そもそも政治は、誰のものか? 政治家や政治学者の“おもちゃ”ではない。民主主義社会において、政治のことを、なるべく多くの人が発言することが望ましいと私は考えている。できれば、本書のように、日本の作家も読者や出版社にこびへつらうことのない発言をしてほしい。
苦行 ★☆☆☆☆
作家の政治的発言というのはなんとも醜いことが多い。自分の見解と一致するか否かという問題ではない。門外漢が語るのであるから心情的な要素が強くなるのである。この書もご多分に漏れず読み通すのが苦痛であった。例えばたわいない話が出来て気の置けない心安らぐ友がいたとしよう。その人が急に政治的な話題を熱く語り始めたらどうだろうか?主張の正しさ以前に何かしら奇異な感じ、拒絶する感じを覚えないだろうか。

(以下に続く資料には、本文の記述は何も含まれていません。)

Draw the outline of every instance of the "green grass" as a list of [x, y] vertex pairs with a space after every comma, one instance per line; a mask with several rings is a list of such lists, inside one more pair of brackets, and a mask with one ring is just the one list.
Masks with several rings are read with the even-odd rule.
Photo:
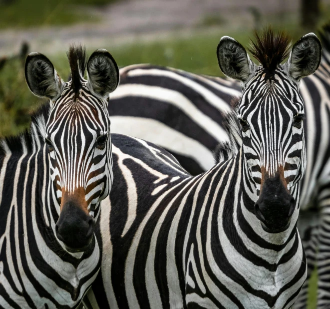
[[[0, 0], [0, 28], [70, 24], [95, 21], [95, 16], [77, 10], [76, 5], [103, 5], [115, 0]], [[1, 4], [1, 3], [2, 4]]]

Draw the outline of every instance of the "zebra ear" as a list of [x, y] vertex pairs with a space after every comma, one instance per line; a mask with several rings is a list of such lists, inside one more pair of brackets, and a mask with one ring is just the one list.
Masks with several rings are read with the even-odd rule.
[[287, 62], [289, 74], [298, 81], [314, 73], [321, 62], [322, 51], [321, 43], [314, 33], [301, 37], [292, 47]]
[[34, 94], [51, 100], [59, 96], [65, 85], [50, 60], [37, 52], [31, 52], [26, 57], [25, 76], [27, 85]]
[[223, 36], [217, 48], [218, 61], [223, 73], [229, 77], [246, 83], [252, 76], [256, 65], [245, 48], [229, 36]]
[[104, 97], [113, 91], [119, 82], [119, 70], [112, 56], [105, 49], [97, 49], [87, 63], [88, 85], [93, 92]]

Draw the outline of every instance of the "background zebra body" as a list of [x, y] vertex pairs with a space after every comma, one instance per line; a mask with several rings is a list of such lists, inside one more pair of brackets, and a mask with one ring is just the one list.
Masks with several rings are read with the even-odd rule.
[[211, 168], [216, 146], [229, 140], [223, 113], [241, 94], [239, 83], [144, 64], [120, 73], [108, 105], [113, 132], [159, 145], [193, 174]]
[[299, 234], [250, 230], [254, 215], [236, 205], [242, 152], [191, 177], [155, 145], [112, 139], [116, 181], [98, 222], [104, 254], [87, 308], [291, 307], [305, 278]]
[[[319, 262], [321, 291], [318, 308], [330, 304], [330, 277], [327, 270], [330, 265], [328, 240], [330, 239], [328, 223], [330, 209], [330, 25], [325, 26], [324, 31], [319, 68], [313, 75], [302, 79], [300, 86], [306, 110], [304, 125], [307, 164], [301, 187], [300, 207], [304, 211], [299, 227], [309, 261], [309, 275], [315, 263]], [[232, 96], [241, 94], [238, 82], [146, 64], [121, 69], [121, 78], [118, 91], [110, 95], [108, 106], [114, 115], [114, 132], [136, 136], [164, 147], [193, 174], [206, 170], [214, 164], [212, 153], [219, 141], [228, 140], [223, 113], [231, 108]], [[172, 94], [170, 99], [164, 95], [168, 89], [174, 89], [169, 91]], [[178, 103], [180, 100], [189, 104]], [[198, 112], [192, 111], [195, 108]], [[133, 117], [148, 129], [139, 131], [127, 126], [127, 122]], [[213, 120], [213, 126], [217, 126], [215, 130], [214, 127], [207, 126], [209, 119]], [[219, 133], [215, 136], [214, 132]], [[307, 281], [297, 308], [306, 306], [307, 288]]]

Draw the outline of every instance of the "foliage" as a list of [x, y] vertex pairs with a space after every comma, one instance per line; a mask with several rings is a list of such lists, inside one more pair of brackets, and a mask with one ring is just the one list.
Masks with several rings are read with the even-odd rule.
[[[90, 21], [74, 5], [104, 5], [116, 0], [0, 0], [0, 28], [69, 24]], [[2, 3], [2, 4], [1, 4]], [[5, 4], [6, 3], [6, 4]], [[92, 21], [97, 20], [95, 17]]]

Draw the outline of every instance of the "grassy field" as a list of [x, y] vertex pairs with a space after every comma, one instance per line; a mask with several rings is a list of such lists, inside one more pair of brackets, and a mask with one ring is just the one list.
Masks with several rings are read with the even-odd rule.
[[[91, 20], [77, 10], [79, 7], [102, 5], [118, 0], [0, 0], [0, 28], [69, 24]], [[28, 13], [26, 13], [28, 12]]]
[[[288, 32], [295, 38], [300, 31], [287, 26]], [[199, 74], [221, 76], [216, 50], [220, 38], [227, 35], [235, 38], [243, 45], [249, 43], [250, 32], [215, 31], [208, 34], [196, 34], [185, 38], [173, 38], [152, 43], [136, 42], [119, 47], [106, 48], [118, 65], [150, 63], [186, 70]], [[65, 46], [66, 48], [68, 46]], [[89, 53], [93, 50], [88, 50]], [[69, 66], [65, 50], [58, 54], [47, 55], [60, 75], [66, 79]], [[16, 134], [28, 124], [29, 113], [42, 100], [32, 95], [25, 81], [23, 63], [10, 60], [0, 69], [0, 136]]]
[[[72, 3], [76, 0], [71, 0], [69, 2]], [[62, 2], [59, 5], [62, 5], [60, 3]], [[3, 22], [1, 19], [2, 13], [0, 10], [0, 27]], [[303, 34], [303, 31], [294, 23], [287, 23], [284, 28], [294, 40]], [[206, 35], [205, 33], [197, 33], [185, 38], [172, 38], [152, 43], [137, 42], [117, 47], [99, 47], [107, 48], [120, 66], [150, 63], [197, 73], [221, 76], [216, 49], [220, 38], [224, 35], [232, 36], [247, 46], [249, 38], [252, 37], [253, 34], [250, 31], [213, 30]], [[65, 46], [66, 48], [68, 47]], [[60, 75], [66, 79], [69, 72], [65, 51], [63, 48], [60, 54], [47, 55]], [[88, 51], [90, 53], [93, 50]], [[34, 96], [28, 90], [24, 76], [23, 61], [19, 59], [7, 61], [0, 69], [0, 136], [16, 134], [23, 130], [28, 125], [30, 113], [42, 101], [42, 99]], [[317, 280], [317, 275], [315, 272], [310, 282], [308, 309], [316, 308]]]

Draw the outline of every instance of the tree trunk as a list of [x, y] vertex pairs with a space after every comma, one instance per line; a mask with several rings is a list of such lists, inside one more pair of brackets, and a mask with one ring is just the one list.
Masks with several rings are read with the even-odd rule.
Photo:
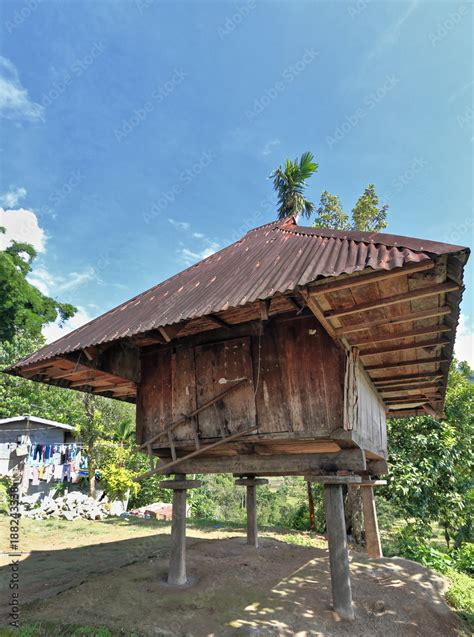
[[346, 529], [347, 534], [352, 535], [355, 544], [365, 545], [362, 497], [358, 487], [349, 486], [347, 489]]
[[308, 509], [309, 509], [309, 530], [316, 531], [316, 517], [314, 514], [314, 495], [313, 495], [313, 486], [311, 482], [307, 482], [306, 486], [308, 488]]
[[89, 455], [89, 495], [95, 500], [95, 465], [92, 447], [87, 449], [87, 453]]

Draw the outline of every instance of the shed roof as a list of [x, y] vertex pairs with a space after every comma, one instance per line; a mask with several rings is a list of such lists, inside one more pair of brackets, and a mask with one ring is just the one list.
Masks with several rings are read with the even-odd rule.
[[49, 427], [56, 427], [57, 429], [65, 429], [66, 431], [74, 431], [74, 427], [66, 425], [63, 422], [57, 422], [56, 420], [49, 420], [48, 418], [39, 418], [38, 416], [12, 416], [10, 418], [0, 418], [0, 426], [10, 425], [16, 422], [34, 422], [38, 425], [47, 425]]
[[122, 303], [12, 366], [33, 363], [288, 293], [321, 278], [393, 270], [463, 246], [385, 233], [306, 228], [293, 217], [239, 241]]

餅屋は餅屋である。よほどピンターに興味がない人には向かない書である。
とにかく抵抗の意志表示しかない ★★★★☆
ノーベル賞受賞者の詩人、劇作家のピンターが、アメリカの独善的思想・行動を強烈に批判したもの。アメリカにとっての"正義"を世界中に押し付けて、結果的に世界最大のテロリスト国家となり、中南米、アフリカ、中東で多くの血を流している現状を何とかしようという使命感に溢れている。アメリカがこれだけの血を流しておいて、「何も起こりはしなかった」ような顔をしている態度にも強い憤懣を抱いている。

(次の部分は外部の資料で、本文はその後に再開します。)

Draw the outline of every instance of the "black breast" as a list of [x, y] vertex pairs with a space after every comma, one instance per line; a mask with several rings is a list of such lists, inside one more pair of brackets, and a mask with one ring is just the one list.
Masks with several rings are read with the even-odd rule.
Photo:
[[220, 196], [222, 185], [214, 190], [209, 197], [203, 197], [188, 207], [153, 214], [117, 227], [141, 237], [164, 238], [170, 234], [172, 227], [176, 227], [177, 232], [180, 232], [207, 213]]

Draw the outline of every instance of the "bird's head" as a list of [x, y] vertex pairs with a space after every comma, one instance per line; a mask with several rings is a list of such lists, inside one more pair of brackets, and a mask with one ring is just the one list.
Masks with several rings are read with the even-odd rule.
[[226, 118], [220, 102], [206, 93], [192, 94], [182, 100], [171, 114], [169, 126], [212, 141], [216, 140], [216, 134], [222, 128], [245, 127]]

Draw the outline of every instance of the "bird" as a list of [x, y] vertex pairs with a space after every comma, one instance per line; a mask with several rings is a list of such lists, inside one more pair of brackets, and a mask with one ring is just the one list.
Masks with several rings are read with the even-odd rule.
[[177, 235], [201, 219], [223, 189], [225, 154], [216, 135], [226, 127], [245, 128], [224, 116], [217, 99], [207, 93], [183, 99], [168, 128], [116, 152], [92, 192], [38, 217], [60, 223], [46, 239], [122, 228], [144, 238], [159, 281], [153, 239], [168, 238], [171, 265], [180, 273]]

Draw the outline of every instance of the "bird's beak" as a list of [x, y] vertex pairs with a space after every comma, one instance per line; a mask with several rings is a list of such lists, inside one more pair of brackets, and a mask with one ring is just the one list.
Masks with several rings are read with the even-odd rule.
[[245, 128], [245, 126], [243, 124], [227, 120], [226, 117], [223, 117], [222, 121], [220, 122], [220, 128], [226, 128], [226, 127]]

日頃からの私の考え方と同様なのだが、当然とは言え、こうした発言が思想・言論界からしか出ない事に無念さを感じる。政界、財界、そして軍事関係者からは敵視されるであろう発言。時代が時代ならCIAあたりから抹殺されるかもしれない発言。なにしろ、アメリカは"民主"国家なのだから。

だが、ピンターは自らが創作する(過激なまでの)詩、劇、そして講演で抵抗を試みる。それしか方法がないからである。だが、こうした抵抗が次第に大きなうねりとなって、アメリカの行動原理を動かして行って欲しいと願わずには居られない。
強烈な一冊 ― 劇作家の良心はしたたかに強い ★★★★★
 とにかく何と言っても強烈な一冊です。読み出すや、思い切り頬に一発くらって、活を入れられた気がしました。
 とはいえ、ピンターが暴力的なわけではまったくありません。彼の文章が暴力的なわけでもありません。むしろ、諧謔と風刺に満ち溢れ、機智に富み、陽気でさえあります。そこに、しっかりと骨太な勇気と、良心の燃え上がる怒りとを感じることができます。アメリカ合衆国と彼の母国英国が、いかに国家的支配欲によって世界を踏みにじっているか、事実的な知識としては知ってはいたものの、たんに「知っている」というにすぎない自分の無責任さを、思い知らされました。「共感し抵抗する」ピンターの姿勢は、現実に積極的に関わろうとする西欧知識人の良き伝統とともに、彼個人の強靭な良心を伝えてきます。
 アメリカを告発する点ではチョムスキーが連想されますが、チョムスキーにはアメリカを批判して民主主義を訴えていながら、逆にその主張やスタンスに民主主義のドグマチズム、「絶対正義」の押しつけがましさがどうも匂う。ピンターにはそういうものがありません。
 ノーベル賞記念講演やインタヴュー、短い新聞記事などをまとめた文集なので、内容の重複も見られますが、読みやすい。特に個人的には「アーサー・ミラーの靴下」と「メディアの実態を暴く」をお勧めします。
 今、私たちに必要なのは、決して冷静さを失って対話を忘れていいという意味で言うのではありませんが、現状認識をふまえ、その現状に対して「怒ること」ではないのか、と思います。
 「ペンの力」を久しぶりに印象づけてくれた本です。